Le 5 novembre 2018, deux bâtiments de la rue d'Aubagne s'écroulent, faisant huit morts dans le quartier de Noailles, cœur battant et populaire de la cité phocéenne, à deux pas du Vieux-Port. Depuis, des centaines d'immeubles menaçants ont été évacués en urgence, révélant l'ampleur du problème de l'habitat dégradé ou insalubre. Comme un symbole, la locataire d'un studio insalubre a d'ailleurs demandé réparation jeudi devant la justice à son propriétaire... adjoint au patrimoine à la mairie.
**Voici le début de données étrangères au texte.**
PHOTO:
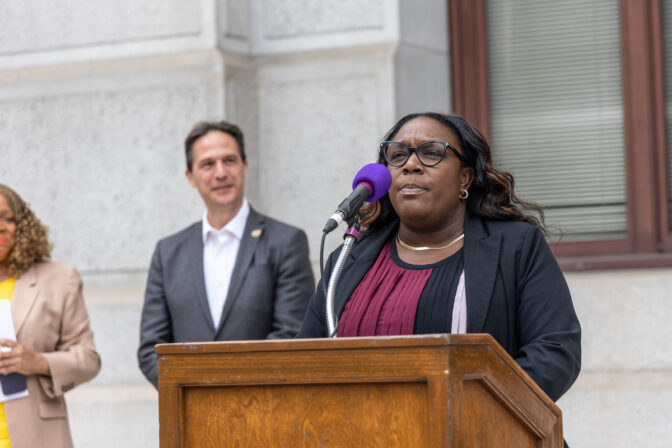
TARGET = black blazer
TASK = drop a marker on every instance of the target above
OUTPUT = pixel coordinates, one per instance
(515, 291)
(271, 284)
Accélération du relogement
« On est toujours dans une situation de crise et d'urgence. Le temps est long, surtout pour les délogés », déplore Florent Houdmon, directeur régional de la Fondation Abbé Pierre. Les évacuations d'immeubles se poursuivent, menant de nouvelles familles dans des hébergements temporaires, même si « le relogement s'accélère et qu'on arrive désormais à reloger plus vite qu'on évacue », reconnaît-il. Aujourd'hui 603 personnes dorment encore à l'hôtel. Certains habitants ont retrouvé, après plusieurs mois d'inoccupation forcée, des appartements « plus insalubres qu'ils ne les avaient quittés », les propriétaires s'étant par exemple contentés d'étayer la structure de l'immeuble sans traiter le reste, ajoute-t-il.
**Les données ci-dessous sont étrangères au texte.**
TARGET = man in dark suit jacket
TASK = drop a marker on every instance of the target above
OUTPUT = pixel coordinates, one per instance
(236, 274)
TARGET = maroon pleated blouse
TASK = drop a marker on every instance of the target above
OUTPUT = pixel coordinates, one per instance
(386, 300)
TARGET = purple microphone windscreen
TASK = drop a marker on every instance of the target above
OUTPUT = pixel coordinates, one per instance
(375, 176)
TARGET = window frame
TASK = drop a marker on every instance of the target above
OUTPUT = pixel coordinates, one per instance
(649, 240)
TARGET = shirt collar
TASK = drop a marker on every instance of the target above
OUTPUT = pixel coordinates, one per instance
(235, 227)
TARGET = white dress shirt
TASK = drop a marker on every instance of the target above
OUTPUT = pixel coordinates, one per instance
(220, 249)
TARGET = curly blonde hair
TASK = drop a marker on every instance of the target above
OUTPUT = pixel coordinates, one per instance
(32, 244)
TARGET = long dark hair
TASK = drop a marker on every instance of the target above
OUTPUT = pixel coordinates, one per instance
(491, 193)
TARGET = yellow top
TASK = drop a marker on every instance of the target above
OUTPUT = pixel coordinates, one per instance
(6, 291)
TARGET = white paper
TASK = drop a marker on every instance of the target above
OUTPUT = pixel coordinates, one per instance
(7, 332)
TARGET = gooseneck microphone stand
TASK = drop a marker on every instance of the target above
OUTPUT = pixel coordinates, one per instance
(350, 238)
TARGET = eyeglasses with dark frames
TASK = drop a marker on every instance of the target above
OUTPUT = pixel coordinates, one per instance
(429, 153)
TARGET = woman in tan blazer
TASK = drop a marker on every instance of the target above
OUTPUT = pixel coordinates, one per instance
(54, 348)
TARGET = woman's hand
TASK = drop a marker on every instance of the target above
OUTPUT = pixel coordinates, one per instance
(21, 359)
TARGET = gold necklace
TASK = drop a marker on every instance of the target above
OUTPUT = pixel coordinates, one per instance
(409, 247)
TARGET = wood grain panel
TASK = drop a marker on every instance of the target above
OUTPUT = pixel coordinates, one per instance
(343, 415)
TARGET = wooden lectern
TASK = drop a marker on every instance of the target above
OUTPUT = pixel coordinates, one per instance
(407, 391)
Ce n'est pas le cas de Zina Mostefa, soulagée d'en avoir fini avec les nuits à l'hôtel. Depuis que cette mère de famille est relogée dans un T3 en bon état du centre-ville, ses quatre enfants ne font plus de crises d'asthme comme dans son ancien logement, perclus d'humidité. Quant à l'avenir, « tout est précaire et provisoire », déplore-t-elle. Des années de travaux sont à redouter dans son ancien immeuble, et personne ne peut dire jusqu'à quand la famille pourra rester dans le nouveau. Impossibilité de se projeter, absence d'intimité à l'hôtel... La situation à Marseille a eu un lourd impact psychologique, « et les angoisses ressurgissent souvent au moment du relogement », explique Evelyne Bachoc, psychologue membre d'un groupe de 18 bénévoles qui offrent leur aide aux personnes touchées.
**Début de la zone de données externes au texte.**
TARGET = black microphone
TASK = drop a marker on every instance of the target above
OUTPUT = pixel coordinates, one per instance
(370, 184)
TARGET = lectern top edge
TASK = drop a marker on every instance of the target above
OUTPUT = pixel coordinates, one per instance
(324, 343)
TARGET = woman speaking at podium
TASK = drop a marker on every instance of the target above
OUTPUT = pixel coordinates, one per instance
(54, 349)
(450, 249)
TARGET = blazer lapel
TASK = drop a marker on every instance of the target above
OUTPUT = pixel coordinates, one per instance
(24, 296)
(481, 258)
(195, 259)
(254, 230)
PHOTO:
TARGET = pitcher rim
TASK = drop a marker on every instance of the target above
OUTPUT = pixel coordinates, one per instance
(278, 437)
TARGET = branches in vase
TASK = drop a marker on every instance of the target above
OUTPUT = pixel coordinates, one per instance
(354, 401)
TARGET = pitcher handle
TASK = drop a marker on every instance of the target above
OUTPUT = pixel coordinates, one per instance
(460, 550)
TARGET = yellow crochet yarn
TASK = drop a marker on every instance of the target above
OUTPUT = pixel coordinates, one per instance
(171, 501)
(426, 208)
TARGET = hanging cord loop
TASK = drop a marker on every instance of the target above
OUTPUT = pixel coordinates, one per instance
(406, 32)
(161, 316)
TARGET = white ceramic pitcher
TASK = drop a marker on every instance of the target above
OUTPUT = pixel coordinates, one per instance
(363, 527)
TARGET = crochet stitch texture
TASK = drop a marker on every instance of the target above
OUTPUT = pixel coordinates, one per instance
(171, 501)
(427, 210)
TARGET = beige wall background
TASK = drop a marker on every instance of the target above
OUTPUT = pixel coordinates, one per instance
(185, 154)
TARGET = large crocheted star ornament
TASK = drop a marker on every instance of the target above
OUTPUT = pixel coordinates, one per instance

Expérimentation du permis de louer
Depuis le 1er avril, la municipalité ne finance plus que partiellement les repas des évacués, servis au restaurant universitaire. Débordée par la crise dans les premières semaines, la mairie, épaulée par la métropole, assure faire face désormais. Le maire LR Jean-Claude Gaudin, qui a entamé sa dernière année de mandat après un quart de siècle à l'hôtel de ville, assure qu'il « pensera sans cesse » aux victimes de la rue d'Aubagne « jusqu'à sa mort ».
La métropole a pris une série de mesures pour s'attaquer enfin au problème, qui avait pourtant déjà été soulevé il y a plusieurs années par un rapport officiel. Le permis de louer, notamment, va être expérimenté. L'Etat a promis de débloquer 240 millions d'euros pour des « travaux de réhabilitation d'urgence » de l'habitat.